Furthermore, while some studies have examined prenatal defects, authors frequently focused on specific structures; this research has utilized a complete multi-class categorization method. Compared to previous studies that primarily addressed limited anatomy or binary classification tasks, this study takes a more comprehensive approach. Our methodology covers multi-class categorization across six essential fetal anatomical planes, hence increasing its therapeutic value in real-world circumstances.
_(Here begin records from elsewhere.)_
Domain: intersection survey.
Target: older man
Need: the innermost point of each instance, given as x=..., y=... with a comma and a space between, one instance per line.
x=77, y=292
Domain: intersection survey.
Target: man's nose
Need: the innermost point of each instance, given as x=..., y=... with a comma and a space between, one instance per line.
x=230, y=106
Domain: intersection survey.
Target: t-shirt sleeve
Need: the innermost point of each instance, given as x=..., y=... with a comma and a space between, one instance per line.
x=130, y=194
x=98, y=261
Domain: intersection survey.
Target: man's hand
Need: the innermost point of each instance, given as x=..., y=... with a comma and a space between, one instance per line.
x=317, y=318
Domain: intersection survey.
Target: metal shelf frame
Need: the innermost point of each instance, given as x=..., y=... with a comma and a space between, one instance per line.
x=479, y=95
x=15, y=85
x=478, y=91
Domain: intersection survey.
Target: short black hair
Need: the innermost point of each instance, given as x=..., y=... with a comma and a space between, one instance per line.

Furthermore, previous research frequently did not include robust testing across varied anatomical complexity and failed to incorporate multi-plane detection. Our findings highlight the relevance of employing deeper CNN designs such as DenseNet169, which remains successful across almost all classes. This contributes to broader diagnostic applicability and sets a benchmark for automated fetal ultrasound classification systems.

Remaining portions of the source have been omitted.